Он одновременно снимал перчатки, бросал их в ведро с моей ногой, еще с чем-то и загибал пальцы:

– Во-первых, левая ступня – все нервные центры были поражены.

– От замка? – удивился я.

– Что вы, какой замок. Замок так, мелкий ушиб, причем правой ноги. Будьте внимательней в другой раз, – усмехнулся главный и продолжил: – Во-вторых, саркома легкого. В-третьих, рак поджелудочной железы.

– Печень еще чуть-чуть, и цирроз, – вступил младший.

Они перечисляли долго, я не успевал запомнить. Голова еще кружилась, а они продолжали, продолжали…

– Геморрой, аппендицит и себорея! – наконец завершил Федор Лукич.

– Перхоть! – пояснил младшенький и вытащил для убедительности из ведра мой лысеющий скальп.

– Но не волнуйтесь, все позади, – успокоил тот, из действующей армии.

– А чего не тронули?

– Все восстановлено! Абсолютно все! – замахал руками причитающий. – Через минуту выпишем.

– Считайте, что вам здорово повезло, – констатировал главный. Помолчал, прикинул в уме, ухмыльнулся и добавил: – Теперь еще лет сорок протянете, если ничего сверхординарного, на одну сотую процента, не приключится.
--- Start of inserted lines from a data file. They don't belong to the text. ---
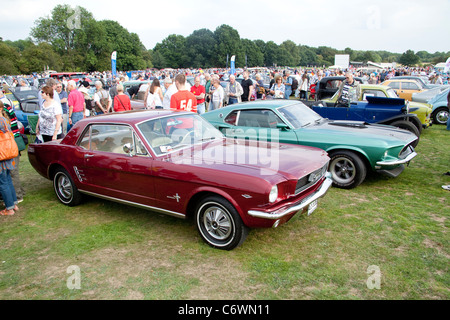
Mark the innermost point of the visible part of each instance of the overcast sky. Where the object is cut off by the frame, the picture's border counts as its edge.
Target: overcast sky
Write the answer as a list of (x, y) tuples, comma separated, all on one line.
[(391, 25)]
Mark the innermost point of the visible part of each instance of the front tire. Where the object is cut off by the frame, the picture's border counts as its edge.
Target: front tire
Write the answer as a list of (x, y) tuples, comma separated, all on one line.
[(219, 224), (347, 169), (65, 189)]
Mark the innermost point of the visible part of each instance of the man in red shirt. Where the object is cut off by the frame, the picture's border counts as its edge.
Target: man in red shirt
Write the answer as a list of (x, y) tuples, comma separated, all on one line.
[(183, 99), (199, 92)]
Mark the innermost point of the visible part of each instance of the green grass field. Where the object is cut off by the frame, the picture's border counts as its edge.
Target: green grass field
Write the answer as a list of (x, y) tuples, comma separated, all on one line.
[(386, 239)]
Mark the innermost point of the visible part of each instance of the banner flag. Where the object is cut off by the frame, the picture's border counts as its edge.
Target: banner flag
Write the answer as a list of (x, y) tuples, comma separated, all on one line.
[(113, 63)]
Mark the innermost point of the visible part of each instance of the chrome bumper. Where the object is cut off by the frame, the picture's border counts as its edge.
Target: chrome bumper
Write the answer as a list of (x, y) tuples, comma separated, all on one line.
[(398, 162), (303, 204)]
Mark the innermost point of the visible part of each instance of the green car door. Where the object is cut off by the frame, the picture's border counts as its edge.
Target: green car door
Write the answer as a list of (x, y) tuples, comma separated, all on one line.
[(257, 124)]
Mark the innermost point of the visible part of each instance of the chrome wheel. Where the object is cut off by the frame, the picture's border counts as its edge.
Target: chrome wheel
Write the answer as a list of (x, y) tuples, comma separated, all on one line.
[(442, 116), (217, 223), (343, 170), (347, 169), (65, 189)]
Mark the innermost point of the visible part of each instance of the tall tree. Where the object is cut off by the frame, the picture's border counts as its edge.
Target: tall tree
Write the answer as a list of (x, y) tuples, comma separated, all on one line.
[(409, 58), (173, 49), (200, 46), (228, 42)]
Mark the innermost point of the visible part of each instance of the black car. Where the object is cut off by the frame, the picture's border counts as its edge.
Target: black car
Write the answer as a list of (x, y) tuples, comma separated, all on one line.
[(328, 86)]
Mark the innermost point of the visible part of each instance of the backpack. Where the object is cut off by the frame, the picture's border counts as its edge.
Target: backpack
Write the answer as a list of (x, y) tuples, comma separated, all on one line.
[(294, 84)]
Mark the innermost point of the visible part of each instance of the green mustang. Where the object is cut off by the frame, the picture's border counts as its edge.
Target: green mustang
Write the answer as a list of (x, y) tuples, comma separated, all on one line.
[(353, 146)]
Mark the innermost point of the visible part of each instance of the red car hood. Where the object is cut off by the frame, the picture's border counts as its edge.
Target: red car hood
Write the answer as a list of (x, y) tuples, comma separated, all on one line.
[(253, 157)]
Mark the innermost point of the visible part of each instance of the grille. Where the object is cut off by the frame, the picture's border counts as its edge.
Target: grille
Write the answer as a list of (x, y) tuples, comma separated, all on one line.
[(309, 180)]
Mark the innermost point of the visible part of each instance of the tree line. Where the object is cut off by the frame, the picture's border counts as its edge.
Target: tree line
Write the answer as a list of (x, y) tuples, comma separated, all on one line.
[(73, 40)]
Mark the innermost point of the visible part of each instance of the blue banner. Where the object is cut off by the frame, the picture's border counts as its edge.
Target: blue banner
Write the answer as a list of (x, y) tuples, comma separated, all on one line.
[(113, 63), (232, 65)]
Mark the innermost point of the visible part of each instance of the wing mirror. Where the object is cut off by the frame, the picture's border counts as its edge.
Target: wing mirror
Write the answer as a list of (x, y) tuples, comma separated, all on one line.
[(282, 126), (128, 148)]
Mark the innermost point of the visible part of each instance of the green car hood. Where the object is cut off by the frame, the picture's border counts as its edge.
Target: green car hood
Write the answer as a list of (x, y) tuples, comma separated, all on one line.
[(355, 133)]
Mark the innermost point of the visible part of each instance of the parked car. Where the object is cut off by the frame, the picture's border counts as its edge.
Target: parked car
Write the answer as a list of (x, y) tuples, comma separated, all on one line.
[(26, 102), (420, 80), (404, 88), (422, 110), (427, 95), (440, 110), (178, 164), (328, 86), (354, 147)]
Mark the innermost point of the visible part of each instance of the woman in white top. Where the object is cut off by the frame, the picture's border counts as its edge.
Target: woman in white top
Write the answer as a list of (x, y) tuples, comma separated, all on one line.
[(153, 96), (217, 96), (50, 117)]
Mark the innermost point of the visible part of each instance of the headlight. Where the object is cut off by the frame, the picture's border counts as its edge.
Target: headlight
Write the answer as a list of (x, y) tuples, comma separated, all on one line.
[(273, 195)]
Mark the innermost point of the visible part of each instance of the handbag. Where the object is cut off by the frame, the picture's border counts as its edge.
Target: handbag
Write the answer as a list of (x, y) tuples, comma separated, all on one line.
[(8, 146), (20, 143)]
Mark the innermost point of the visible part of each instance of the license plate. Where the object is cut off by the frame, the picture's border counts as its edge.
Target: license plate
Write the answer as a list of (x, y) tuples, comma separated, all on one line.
[(312, 206)]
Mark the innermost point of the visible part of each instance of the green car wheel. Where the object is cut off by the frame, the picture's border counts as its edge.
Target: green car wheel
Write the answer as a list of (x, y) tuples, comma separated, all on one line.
[(347, 169)]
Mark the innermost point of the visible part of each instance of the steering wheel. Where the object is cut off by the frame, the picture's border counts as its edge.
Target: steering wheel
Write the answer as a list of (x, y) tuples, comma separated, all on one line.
[(186, 136)]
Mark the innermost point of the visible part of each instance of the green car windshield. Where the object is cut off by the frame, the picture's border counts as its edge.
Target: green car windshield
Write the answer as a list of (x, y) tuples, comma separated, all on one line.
[(299, 115)]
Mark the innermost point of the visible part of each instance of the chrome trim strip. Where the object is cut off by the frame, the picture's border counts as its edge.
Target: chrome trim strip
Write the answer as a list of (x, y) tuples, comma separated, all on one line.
[(319, 193), (135, 204), (397, 162)]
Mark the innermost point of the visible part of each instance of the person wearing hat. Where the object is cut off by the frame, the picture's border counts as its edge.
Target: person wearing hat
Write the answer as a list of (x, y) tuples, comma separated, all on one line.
[(63, 99)]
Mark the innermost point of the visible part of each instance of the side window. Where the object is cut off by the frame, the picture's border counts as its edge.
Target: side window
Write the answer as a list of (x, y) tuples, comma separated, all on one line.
[(231, 118), (85, 140), (373, 93), (394, 85), (140, 149), (409, 86), (258, 118), (107, 138)]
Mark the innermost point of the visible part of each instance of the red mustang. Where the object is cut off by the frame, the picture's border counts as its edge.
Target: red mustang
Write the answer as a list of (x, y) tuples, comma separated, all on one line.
[(178, 164)]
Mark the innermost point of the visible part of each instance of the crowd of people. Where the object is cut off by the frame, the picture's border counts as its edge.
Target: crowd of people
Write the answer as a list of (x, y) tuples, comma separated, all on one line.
[(63, 103)]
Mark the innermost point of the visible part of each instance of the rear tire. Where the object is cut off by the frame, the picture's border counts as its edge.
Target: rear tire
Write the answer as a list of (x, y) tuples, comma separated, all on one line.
[(440, 115), (347, 169), (65, 189), (402, 124), (219, 224)]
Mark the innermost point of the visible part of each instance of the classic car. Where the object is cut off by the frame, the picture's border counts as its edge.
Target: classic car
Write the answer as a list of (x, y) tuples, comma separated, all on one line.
[(426, 96), (178, 164), (26, 102), (425, 84), (354, 147), (422, 110), (328, 86), (404, 88), (377, 110), (440, 110)]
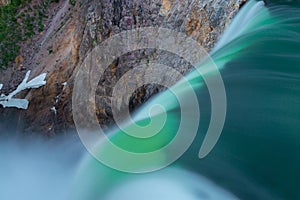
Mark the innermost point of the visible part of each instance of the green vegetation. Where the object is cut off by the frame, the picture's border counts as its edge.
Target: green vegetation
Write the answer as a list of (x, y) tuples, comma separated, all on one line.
[(19, 21)]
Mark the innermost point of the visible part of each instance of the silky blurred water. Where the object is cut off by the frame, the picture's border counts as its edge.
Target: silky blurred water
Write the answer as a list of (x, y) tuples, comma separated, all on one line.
[(256, 157)]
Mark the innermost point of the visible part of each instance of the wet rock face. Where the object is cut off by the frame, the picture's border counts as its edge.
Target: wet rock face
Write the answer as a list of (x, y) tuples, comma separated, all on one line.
[(73, 31)]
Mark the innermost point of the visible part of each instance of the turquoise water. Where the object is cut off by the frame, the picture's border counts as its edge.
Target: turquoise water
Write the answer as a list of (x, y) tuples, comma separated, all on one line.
[(256, 156)]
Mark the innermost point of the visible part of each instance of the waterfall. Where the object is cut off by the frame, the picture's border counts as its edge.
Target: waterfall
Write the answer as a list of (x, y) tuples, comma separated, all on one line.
[(255, 157)]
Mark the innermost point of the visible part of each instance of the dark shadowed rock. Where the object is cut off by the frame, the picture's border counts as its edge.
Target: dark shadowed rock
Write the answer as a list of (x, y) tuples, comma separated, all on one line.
[(72, 31)]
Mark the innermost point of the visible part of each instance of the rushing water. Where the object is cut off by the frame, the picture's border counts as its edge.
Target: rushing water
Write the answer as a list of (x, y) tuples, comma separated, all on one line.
[(256, 157)]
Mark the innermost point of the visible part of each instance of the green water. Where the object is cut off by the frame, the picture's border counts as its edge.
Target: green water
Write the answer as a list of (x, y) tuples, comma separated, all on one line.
[(258, 153)]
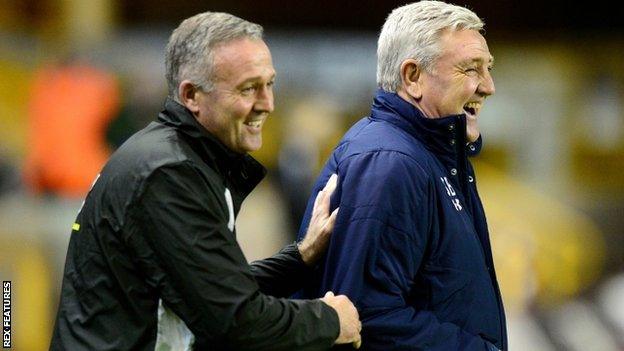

– У нас все натуральное. Вы же видели, перед входом написано. Вставайте, пожалуйста, прижилось, – опять засуетился младший.

Белая иностранная дверь за мной хлопнула. Замок щелкнул, заперся. Нашенская, родная вывеска говорила: «Закрыто! Ремонт!»

В коридоре из дырявой трубы шлепали капли, отсчитывали.

Я пошел по коридору к входной двери, потом по ступенькам наверх, на улицу. В руке в свертке поскрипывал лен с голубыми ромашками, внизу нога, внутри – остальное.

– Даже спасибо не сказал, – хмыкнул из-за двери главный.

– Да, да! – согласился другой и сплюнул на бетон.

А может, часовая штуковина шлепнула о дно ведра и еще кому-то дали шанс…

Над ночной Лубянкой летал Дзержинский

Над ночной Лубянкой летал Дзержинский. Как мужик с козой в картине Шагала. Телевизор старой закваски шипел на антисоветчину, мигал строчками. То краснел, то цвет пропадал. Известный певец Шевчук объяснял, что «осень». Пора обострений. Спрашивал, что будет с Родиной и с нами. А народ визжал от восторга. Бронзовый Железный Феликс летал на удавке из стального троса. Потом его увезли.

Через много лет он объявился в парке современной скульптуры имени Третьяковской галереи рядом со многими и многими «выдающимися деятелями освобождения рабочего класса» и прочими деятелями той, теперь уже ТОЙ эпохи. И с желающих приобщиться к совкультуре стали собирать по 80 р. за вход. Со студентов, пенсионеров и несмышленых детей ? по 20 р. Но это было потом. Когда все устаканилось. Лет через восемь – десять. А сейчас Дзержинский летал. И не было на него Шагала.

– Скоро начнут основные средства производства делить, – по-научному сказала Зинаида Филипповна. Помолчала. Потом оставила вязание носка из старого шерстяного мотка. Припомнила чего-то и сказала: – Саня, сходи-ка с утра в магазин. Купи килограммов пять соли. Да спичек упаковки четыре. А заодно консервов. Какие будут, такие и купи. И вермишели кило пять. И рису не забудь. Этого килограммов десять надо бы взять.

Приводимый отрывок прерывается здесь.